DeepLabCut-live
DeepLabCut-live copied to clipboard
Tensorflow model conversion for tensorrt not working
Hi!
I'm trying to use DeepLabCut-live with "tensorrt" as the model_type. Running the below minimum example works when model_type="base", but not "tensorrt". I exported the dlc model using deeplabcut.export_model(). Exporting the model runs to completion and is successfully loaded into the DLCLive class. I suspect the issue is when tensorflow is trying to convert the model in trtconvert, the model is not in the expected format. Is there a specific version of tensorflow that I should be using for exporting and importing the model that works with trtconvert? Or is there a trick to updating the exported tensorflow model to the right SavedModel format? I've included my tensorflow and tensorrt package version below.
Thanks, Andrew
Code snippet
import cv2
from dlclive import DLCLive, Processor
cap = cv2.VideoCapture("my_video.mp4")
dlc_proc = Processor()
dlc_live = DLCLive("/home/andrew/dlc_app/andrew-2023-08-15/exported-models/DLC_resnet_50_iteration-6_shuffle-1", model_type='tensorrt', processor=dlc_proc)
ret, frame = cap.read()
dlc_live.init_inference(frame)
dlc_live.get_pose(frame)
Error Stack Track Below
python3 qs.py
2024-02-06 13:44:28.260459: I tensorflow/core/platform/cpu_feature_guard.cc:193] This TensorFlow binary is optimized with oneAPI Deep Neural Network Library (oneDNN) to use the following CPU instructions in performance-critical operations: AVX2 AVX512F FMA
To enable them in other operations, rebuild TensorFlow with the appropriate compiler flags.

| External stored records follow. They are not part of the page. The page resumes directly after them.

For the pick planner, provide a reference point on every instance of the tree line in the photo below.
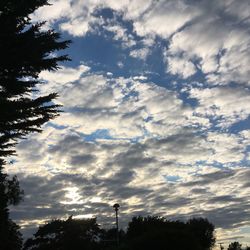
(26, 50)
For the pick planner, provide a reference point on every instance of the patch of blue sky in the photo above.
(240, 126)
(56, 126)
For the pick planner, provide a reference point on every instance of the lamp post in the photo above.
(116, 208)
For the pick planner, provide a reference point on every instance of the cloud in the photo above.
(226, 104)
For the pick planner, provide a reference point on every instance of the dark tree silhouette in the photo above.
(25, 51)
(159, 233)
(77, 234)
(203, 231)
(234, 246)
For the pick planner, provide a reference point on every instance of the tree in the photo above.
(203, 231)
(77, 234)
(25, 50)
(234, 246)
(158, 233)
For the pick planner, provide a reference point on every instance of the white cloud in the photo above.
(180, 66)
(140, 53)
(228, 105)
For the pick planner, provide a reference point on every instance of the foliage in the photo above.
(234, 246)
(159, 233)
(66, 235)
(25, 50)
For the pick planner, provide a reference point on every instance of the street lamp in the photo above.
(116, 208)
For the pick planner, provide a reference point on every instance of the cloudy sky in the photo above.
(156, 107)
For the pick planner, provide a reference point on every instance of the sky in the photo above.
(156, 116)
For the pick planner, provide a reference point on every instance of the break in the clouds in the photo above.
(156, 108)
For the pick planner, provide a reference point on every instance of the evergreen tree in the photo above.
(234, 246)
(25, 51)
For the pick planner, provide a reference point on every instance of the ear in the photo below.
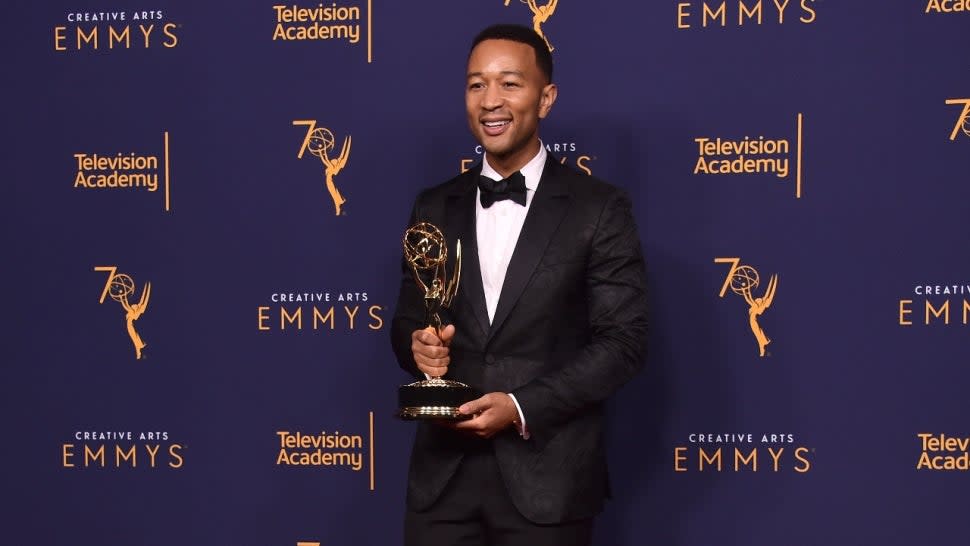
(548, 98)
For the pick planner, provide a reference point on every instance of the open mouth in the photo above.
(494, 128)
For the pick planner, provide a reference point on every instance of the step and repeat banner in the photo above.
(202, 234)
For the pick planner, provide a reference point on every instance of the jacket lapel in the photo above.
(546, 212)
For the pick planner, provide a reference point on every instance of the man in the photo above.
(549, 321)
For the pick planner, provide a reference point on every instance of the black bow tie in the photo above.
(512, 188)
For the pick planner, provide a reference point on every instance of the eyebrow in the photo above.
(504, 73)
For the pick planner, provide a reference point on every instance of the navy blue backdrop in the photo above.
(196, 341)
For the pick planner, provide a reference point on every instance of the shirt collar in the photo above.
(532, 171)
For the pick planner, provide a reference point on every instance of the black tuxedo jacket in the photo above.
(570, 328)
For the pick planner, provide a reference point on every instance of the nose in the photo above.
(492, 98)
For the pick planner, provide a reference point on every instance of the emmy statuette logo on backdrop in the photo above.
(540, 14)
(743, 279)
(963, 121)
(119, 286)
(320, 142)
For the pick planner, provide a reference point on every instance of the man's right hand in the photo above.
(431, 351)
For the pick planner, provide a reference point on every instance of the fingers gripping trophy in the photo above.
(426, 252)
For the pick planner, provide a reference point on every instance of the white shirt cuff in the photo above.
(520, 423)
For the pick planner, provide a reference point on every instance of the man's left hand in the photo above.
(491, 414)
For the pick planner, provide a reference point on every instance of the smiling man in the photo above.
(550, 320)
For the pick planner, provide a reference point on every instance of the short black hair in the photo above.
(523, 35)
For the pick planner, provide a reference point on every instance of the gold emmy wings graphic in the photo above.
(321, 142)
(743, 279)
(119, 286)
(963, 122)
(540, 14)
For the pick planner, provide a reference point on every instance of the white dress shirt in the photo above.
(498, 228)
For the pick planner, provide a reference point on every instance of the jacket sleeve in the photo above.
(616, 295)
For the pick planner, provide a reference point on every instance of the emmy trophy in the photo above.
(426, 250)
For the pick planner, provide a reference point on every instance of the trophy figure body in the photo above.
(426, 251)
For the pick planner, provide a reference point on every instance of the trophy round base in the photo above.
(431, 412)
(434, 398)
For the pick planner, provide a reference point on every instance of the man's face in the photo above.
(505, 97)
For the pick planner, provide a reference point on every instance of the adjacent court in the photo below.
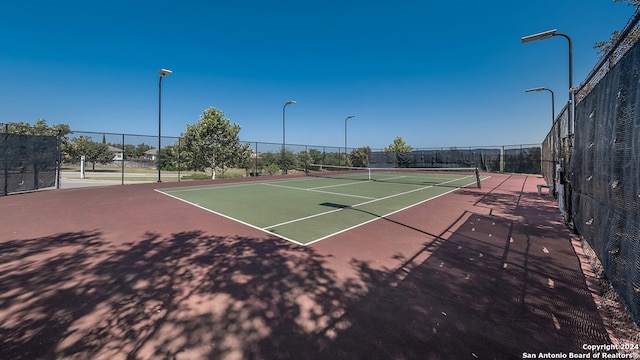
(308, 209)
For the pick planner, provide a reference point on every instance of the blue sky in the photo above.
(436, 73)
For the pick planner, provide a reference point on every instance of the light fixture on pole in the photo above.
(284, 168)
(553, 111)
(162, 73)
(345, 138)
(546, 35)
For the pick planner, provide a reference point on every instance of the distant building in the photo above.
(151, 154)
(118, 154)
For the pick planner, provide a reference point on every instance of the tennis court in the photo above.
(330, 201)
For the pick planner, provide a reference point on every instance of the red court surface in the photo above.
(125, 272)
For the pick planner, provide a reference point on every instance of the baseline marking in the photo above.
(364, 203)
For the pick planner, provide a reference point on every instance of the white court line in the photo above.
(320, 191)
(264, 230)
(218, 186)
(365, 203)
(230, 218)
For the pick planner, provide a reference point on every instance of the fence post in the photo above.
(123, 157)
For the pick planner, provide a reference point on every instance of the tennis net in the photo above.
(455, 177)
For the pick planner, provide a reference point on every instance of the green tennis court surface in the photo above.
(309, 209)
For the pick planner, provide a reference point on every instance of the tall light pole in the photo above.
(553, 110)
(546, 35)
(162, 73)
(345, 138)
(284, 169)
(553, 118)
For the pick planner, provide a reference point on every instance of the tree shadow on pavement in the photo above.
(485, 292)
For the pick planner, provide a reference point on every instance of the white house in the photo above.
(118, 154)
(151, 154)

2024-02-06 13:44:28.386822: E tensorflow/stream_executor/cuda/cuda_blas.cc:2981] Unable to register cuBLAS factory: Attempting to register factory for plugin cuBLAS when one has already been registered
2024-02-06 13:44:30.759005: I tensorflow/core/platform/cpu_feature_guard.cc:193] This TensorFlow binary is optimized with oneAPI Deep Neural Network Library (oneDNN) to use the following CPU instructions in performance-critical operations: AVX2 AVX512F FMA
To enable them in other operations, rebuild TensorFlow with the appropriate compiler flags.
2024-02-06 13:44:31.253483: I tensorflow/core/common_runtime/gpu/gpu_device.cc:1616] Created device /job:localhost/replica:0/task:0/device:GPU:0 with 21951 MB memory: -> device: 0, name: NVIDIA GeForce RTX 4090, pci bus id: 0000:65:00.0, compute capability: 8.9
Traceback (most recent call last):
File "/home/andrew/src/analysis/andrew/dlc-live/qs.py", line 13, in <module>
dlc_live.init_inference(frame)
File "/home/andrew/.local/lib/python3.10/site-packages/dlclive/dlclive.py", line 353, in init_inference
converter.convert()
File "/home/andrew/.local/lib/python3.10/site-packages/tensorflow/python/compiler/tensorrt/trt_convert.py", line 1296, in convert
self._saved_model = load.load(self._input_saved_model_dir,
File "/home/andrew/.local/lib/python3.10/site-packages/tensorflow/python/saved_model/load.py", line 800, in load
result = load_partial(export_dir, None, tags, options)["root"]
File "/home/andrew/.local/lib/python3.10/site-packages/tensorflow/python/saved_model/load.py", line 949, in load_partial
root = load_v1_in_v2.load(export_dir, tags)
File "/home/andrew/.local/lib/python3.10/site-packages/tensorflow/python/saved_model/load_v1_in_v2.py", line 284, in load
result = loader.load(tags=tags)
File "/home/andrew/.local/lib/python3.10/site-packages/tensorflow/python/saved_model/load_v1_in_v2.py", line 209, in load
meta_graph_def = self.get_meta_graph_def_from_tags(tags)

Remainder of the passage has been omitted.